Re-Reading Hiroshima

John Richard Hersey, son of China missionaries, was perhaps able to bring a personal history of growing up in Asia to an unimaginable event in terms and tones that are both haunting and yet accessible. His story carries a quiet, deep respect for the Japanese victims, a humanizing story of their lives that brings them immediately and intimately to life. This is part of the power of his telling, which appeared as an article in The New Yorker in 1946. Doctors, secretaries, seamstress, mothers, priests, soldiers, and urban mix of everyday lives carry this cautionary tale.

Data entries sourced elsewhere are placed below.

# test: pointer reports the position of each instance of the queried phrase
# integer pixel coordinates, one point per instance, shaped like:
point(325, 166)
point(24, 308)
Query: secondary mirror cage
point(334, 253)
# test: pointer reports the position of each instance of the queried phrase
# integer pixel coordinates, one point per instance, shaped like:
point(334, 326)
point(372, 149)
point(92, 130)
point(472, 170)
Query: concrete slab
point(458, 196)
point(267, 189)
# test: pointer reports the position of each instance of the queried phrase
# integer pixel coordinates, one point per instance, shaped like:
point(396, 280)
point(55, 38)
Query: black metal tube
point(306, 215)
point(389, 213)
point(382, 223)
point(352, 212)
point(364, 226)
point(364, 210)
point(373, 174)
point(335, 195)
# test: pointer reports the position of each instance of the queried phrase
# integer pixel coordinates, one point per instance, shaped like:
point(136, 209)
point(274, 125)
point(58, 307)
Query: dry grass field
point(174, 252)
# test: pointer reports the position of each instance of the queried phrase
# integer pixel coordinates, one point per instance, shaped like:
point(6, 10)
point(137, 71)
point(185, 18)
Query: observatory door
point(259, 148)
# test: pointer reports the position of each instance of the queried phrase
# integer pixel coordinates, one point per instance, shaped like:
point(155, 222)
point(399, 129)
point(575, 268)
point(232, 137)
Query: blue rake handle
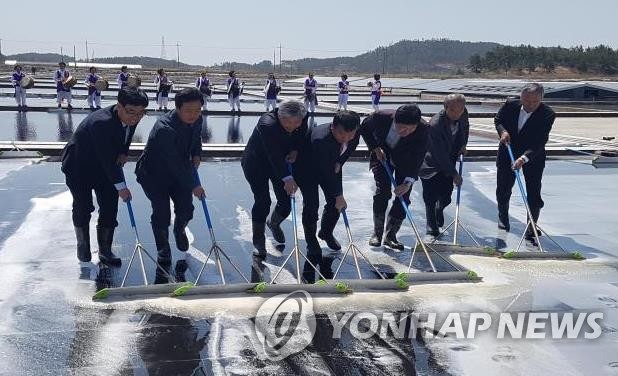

Through the story of six key characters we experience the moment, then the long hours, and longer days that stretch from 8:15 a.m. August 6, 1945 in Hiroshima, Japan to August 9th in Nagasaki, and beyond for all its unfathomable mysteries to its morbid, mundane miseries. The lingering images are of putrefying wounds, pus and melting flesh, skin coming off as “gloves” and hair being combed out by the brush full, physical responses so grotesque as to be quickly numbing.

One hundred thousand lives extinguished effectively in an instant, though for many it was a slow, painful death.

Today the story’s lingering power is a kind of understatement. The cautionary tale is that as unimaginable and unfathomable as the hydrogen bomb and nitrogen bomb were in their day (their one day each), what they most frighteningly unleashed was the reality that they could be used. There is no argument, I expect, that their fifth generation derivatives would be such orders of magnitude more powerful and destructive as to bear little resemblance to the original Little Boy. And they will be used. How can we doubt it? Unless they are all destroyed. Eliminated.

“Does it not have material and spiritual evil as its consequences…?” (John Richard Hersey, Hiroshima, Bantam Books, New York, 1959, p.115)

This would be a good day to tell the political leaders of the world to destroy the arsenal, entirely.